Thus, it is shown that dichlorohexafluoroisobutylene 1 and its oxide 10 are of apparent interest as starting compounds for synthesis of substances containing polyfluorinated isopropyl or tert-butyl groups. In particular, dichlorohexafluoroisobutylene 1, being a synthetic equivalent of highly toxic perfluoroisobutylene, can be used for introduction of perfluoro-tert-butyl group into various classes of organic compounds and oxide 10 can be a basis for synthesis of derivatives of α-halo- and α-hydrohexafluoroisobutyric acids.

Experimental

1H, 19F NMR spectra were recorded using a Bruker AVANCE-300 spectrometer at 300 and 282 MHz, accordingly; the external standard was CDCl3. Chemical shifts for 1H spectra are provided vs. the residual signal of the solvent (CHCl3 δ: 7.26) and are provided in ppm vs. TMS. Chemical shifts in 19F spectra are given in ppm vs. CFCl3. Downfield shifts are positive. Mass spectra are recorded using a Finnigan Polaris Q mass spectrometer (Trace GC ultra). Elemental analysis was carried out in Laboratory of Microanalysis of A.N. Nesmeyanov Institute of Organoelement Compounds of Russian Academy of Sciences.

1,1,1-Trichloro-3,3,3-trifluoro-2-(trifluoromethyl)propane-2-ol (2).

Obtained according to the earlier described methods from hexafluoroacetone and CCl3CO2Na [13] or using CCl3CO2SiMe3 according to the methods described further:

Dry DMF (3.5 l) is loaded into 6 l flask equipped with mechanical stirrer, thermometer and reflux condenser (–78°C), connected with Tishchenko flask with conc. H2SO4, then 500 g (8.6 mol) of dry KF are added under stirring, 1000 g (6 mol) of hexafluoroacetone is fed into suspension obtained at 15÷20°C, 1550 g (6.58 mol) of trimethylsilyl trichloroacetate are added dropwise at 5÷10оС, the reaction mixture is warmed up to ~25оС, stirred for 4–5 h, left overnight, 516 g (2.19 mol) of trimethylsilyl trichloroacetate is added gradually at 15÷20°C, stirred for 4–5 h and left overnight. The completeness of the reaction is controlled by 19F NMR data (signal 2 (–70 ppm) should be observed and signal of HFA (–83 ppm) should be absent.

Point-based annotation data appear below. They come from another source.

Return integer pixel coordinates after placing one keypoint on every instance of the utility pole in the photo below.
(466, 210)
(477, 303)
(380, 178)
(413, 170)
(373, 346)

The reaction mixture is washed with 6-8 l of 1 M HCl, the organic layer is separated, washed two times with equal volume of 5% HCl, 0.5 volume of conc. H2SO4 is added at 15÷20оС, the mixture obtained is heated up to 60÷70оС to distill off Me3SiF and then distilled under reduced pressure collecting the fraction boiling at 50÷70оС/20 torr. The distillate is redistilled to afford 1200 g (70%) of carbinol 2, b.p. 30оС/10 torr (lit. 136÷137°С [28–29]). 1H NMR δ: 3.6 (s, OH); 19F NMR δ: –70.5 (s, CF3).

2-(Dichloromethyl)-1,1,1,3,3,3-hexafluoropropan-2-ol (3).

Zn dust (36 g, 0.55 g-at) is added portionwise (6 g at ~1–5 minutes interval) at 20÷25оС to a mixture of 151 g (0.53 mol) 2 and a solution of 140 g (2.6 mol) NH4Cl in 500 ml of water under vigorous stirring, the reaction mixture is stirred for 1–1.5 h, acidified, heated up to distinct separation of phases, the under layer is separated and distilled over equal volume of conc. H2SO4. Further rectification of distillate yields 106 g (80%) of carbinol 3, b.p. 114÷115оС (lit. 115оС [29]). 1H NMR δ: 3.5 (br.s, 1H, OH), 5.7 (s, 1H, CHCl2); 19F NMR δ: –73.7 (s, CF3).

1,1,1-Trichloro-3,3,3-trifluoro-2-(trifluoromethyl)propyl acetate (4a).

Triethylamine (53.1 g, 0.525 mol) is added under stirring at 5÷10оС to a solution of 142.7 g (0.5 mol) carbinol 2 in 500 ml of MeCN, then 41.2 g (0.525 mol) of acetyl chloride are added dropwise, the mixture is stirred 3 h at 20÷25оС, poured into double volume of cold water, the under layer is separated, washed two times with double volume of cold water and distilled under reduced pressure (10–15 torr) over 10 g of P2O5, collecting the fraction that boils at 55÷65оС. Redistillation affords 142 g (87%) of ester 4a, b.p. 62÷63оС/10 torr. 1H NMR δ: 2.2 (s, CH3); 19F NMR δ: –65.0 (s, CF3).

1,1,1-Trichloro-3,3,3-trifluoro-2-(trifluoromethyl)propyl trifluoroacetate (4b).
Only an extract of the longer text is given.